Urging her supporters not to let anyone ever take their power from them, she said: "Let us use the power of our strong voices every day in the spirit of John Lewis, in the spirit of the suffragettes, in the spirit of all of the generations of people here and in the future who are counting on us to know what is at stake and to step up and to stand up and to fight for this country we love."
Her rallies have a significant Black population and those from the African American communities.
Born to a Jamaican father and an Indian mother, Ms Harris is the first Indian-origin and first Black woman to be picked by a major American political party for the top post.

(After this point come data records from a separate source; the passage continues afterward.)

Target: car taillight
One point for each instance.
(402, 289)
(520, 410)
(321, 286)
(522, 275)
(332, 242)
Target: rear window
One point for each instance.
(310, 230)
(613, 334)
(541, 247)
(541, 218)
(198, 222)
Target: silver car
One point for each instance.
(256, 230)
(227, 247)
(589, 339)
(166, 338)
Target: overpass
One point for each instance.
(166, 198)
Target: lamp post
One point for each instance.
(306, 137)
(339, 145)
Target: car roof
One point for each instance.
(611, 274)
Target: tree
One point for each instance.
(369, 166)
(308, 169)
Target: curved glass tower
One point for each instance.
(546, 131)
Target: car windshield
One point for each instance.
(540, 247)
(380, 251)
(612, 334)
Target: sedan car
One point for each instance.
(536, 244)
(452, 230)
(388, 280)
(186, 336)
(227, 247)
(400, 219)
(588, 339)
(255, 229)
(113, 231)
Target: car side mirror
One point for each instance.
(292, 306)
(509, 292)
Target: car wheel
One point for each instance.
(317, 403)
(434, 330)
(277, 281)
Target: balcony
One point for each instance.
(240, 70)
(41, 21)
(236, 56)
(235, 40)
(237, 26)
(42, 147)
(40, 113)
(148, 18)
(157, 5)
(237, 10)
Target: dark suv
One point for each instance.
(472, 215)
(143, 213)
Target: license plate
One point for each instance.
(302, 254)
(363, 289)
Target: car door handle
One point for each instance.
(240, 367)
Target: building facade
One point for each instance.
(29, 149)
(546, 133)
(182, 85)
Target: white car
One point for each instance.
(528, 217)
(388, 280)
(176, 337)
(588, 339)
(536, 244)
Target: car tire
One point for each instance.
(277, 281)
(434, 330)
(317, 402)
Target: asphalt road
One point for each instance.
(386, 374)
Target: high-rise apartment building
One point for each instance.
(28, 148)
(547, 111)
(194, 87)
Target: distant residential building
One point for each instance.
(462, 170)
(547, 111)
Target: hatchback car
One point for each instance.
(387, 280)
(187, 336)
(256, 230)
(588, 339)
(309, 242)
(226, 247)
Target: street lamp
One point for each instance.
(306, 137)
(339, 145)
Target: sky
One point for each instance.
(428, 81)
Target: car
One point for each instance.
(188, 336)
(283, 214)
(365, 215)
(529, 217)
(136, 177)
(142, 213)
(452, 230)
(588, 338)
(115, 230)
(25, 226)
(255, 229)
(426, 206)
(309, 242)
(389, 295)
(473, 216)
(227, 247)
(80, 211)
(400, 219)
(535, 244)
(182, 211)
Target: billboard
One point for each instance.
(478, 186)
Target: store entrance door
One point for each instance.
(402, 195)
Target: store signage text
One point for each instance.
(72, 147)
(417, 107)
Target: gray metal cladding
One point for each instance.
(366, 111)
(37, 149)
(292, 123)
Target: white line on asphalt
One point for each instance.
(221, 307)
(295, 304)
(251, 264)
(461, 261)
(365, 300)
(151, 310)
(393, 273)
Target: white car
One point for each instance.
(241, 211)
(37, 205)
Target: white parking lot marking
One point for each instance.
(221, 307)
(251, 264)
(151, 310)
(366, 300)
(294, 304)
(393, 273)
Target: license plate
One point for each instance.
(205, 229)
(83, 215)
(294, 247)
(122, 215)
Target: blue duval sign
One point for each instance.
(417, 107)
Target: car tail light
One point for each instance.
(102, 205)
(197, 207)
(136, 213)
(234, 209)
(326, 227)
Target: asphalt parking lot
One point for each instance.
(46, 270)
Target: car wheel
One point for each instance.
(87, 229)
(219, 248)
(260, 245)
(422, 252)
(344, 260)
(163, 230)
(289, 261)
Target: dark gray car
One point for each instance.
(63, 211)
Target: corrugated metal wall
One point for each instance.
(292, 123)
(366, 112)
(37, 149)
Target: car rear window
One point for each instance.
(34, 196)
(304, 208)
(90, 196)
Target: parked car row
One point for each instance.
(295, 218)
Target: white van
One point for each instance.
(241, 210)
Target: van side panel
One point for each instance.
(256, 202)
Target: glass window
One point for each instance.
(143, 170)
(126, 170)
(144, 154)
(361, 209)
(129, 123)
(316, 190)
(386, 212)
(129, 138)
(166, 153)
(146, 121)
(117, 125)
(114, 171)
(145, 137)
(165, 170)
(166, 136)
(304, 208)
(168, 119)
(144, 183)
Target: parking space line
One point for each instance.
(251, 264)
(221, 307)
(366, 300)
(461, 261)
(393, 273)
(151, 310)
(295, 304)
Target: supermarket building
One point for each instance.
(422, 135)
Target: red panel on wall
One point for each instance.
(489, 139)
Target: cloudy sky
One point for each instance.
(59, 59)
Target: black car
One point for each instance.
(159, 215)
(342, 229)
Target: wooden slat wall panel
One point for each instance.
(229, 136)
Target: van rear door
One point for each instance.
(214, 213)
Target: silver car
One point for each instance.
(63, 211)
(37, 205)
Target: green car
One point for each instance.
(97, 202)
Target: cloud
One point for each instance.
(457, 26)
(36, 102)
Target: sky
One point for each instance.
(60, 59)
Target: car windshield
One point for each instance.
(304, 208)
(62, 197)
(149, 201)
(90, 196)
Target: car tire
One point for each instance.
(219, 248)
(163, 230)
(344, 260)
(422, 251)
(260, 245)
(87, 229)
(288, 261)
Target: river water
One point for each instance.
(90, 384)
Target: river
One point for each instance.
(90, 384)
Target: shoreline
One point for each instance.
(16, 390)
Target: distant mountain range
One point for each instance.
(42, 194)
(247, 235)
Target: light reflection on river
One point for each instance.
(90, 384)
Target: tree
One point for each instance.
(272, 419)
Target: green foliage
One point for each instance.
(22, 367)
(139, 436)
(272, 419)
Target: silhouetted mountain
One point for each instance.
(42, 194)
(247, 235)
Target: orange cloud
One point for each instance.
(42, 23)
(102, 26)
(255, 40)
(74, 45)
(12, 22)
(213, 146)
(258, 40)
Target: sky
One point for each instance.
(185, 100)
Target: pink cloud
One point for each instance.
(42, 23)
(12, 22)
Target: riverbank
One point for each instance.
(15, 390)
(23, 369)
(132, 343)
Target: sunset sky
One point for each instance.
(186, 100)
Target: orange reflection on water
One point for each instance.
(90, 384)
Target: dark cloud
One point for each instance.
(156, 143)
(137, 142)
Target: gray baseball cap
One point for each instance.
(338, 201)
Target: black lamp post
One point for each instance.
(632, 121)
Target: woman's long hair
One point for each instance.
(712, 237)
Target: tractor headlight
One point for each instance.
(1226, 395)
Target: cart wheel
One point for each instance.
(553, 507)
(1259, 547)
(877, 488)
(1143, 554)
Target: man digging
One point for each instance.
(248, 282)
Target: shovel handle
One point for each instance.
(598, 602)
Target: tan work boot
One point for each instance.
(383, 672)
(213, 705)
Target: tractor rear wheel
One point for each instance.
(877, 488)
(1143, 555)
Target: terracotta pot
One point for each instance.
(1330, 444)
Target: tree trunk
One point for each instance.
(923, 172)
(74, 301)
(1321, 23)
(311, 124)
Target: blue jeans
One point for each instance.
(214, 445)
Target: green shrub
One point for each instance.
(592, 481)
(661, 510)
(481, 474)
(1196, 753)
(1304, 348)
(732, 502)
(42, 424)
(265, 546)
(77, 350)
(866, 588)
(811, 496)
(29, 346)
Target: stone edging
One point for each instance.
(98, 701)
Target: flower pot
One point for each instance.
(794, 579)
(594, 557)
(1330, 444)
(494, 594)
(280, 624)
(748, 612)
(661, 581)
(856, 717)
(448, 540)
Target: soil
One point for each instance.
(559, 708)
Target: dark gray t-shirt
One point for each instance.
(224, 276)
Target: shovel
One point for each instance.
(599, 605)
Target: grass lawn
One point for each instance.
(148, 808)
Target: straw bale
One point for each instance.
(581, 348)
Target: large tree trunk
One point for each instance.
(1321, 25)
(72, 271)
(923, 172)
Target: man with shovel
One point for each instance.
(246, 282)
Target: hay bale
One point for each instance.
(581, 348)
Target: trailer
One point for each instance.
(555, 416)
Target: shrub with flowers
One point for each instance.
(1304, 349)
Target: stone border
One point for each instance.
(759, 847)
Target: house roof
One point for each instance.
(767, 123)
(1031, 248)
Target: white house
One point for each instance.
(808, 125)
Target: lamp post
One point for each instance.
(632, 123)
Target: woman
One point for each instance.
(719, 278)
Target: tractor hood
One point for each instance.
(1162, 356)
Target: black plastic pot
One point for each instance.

Ms Harris was a presidential aspirant until last year before she dropped out of the race because of lack of popular support. She returned to the political limelight after Biden picked her as his running mate.
"Don't let anyone make you feel small. That you are big. You are strong. You have power and at election time, that power will be through your vote and you will tell them when they ask that you elected Joe Biden
the president of the United States," she said.
"When we vote, when our parents vote, when our aunties and uncles, our friends, and neighbours vote-we win. Fayetteville, I'm so excited to join you in getting out the vote tonight," Ms Harris said in a tweet before her arrival in this city.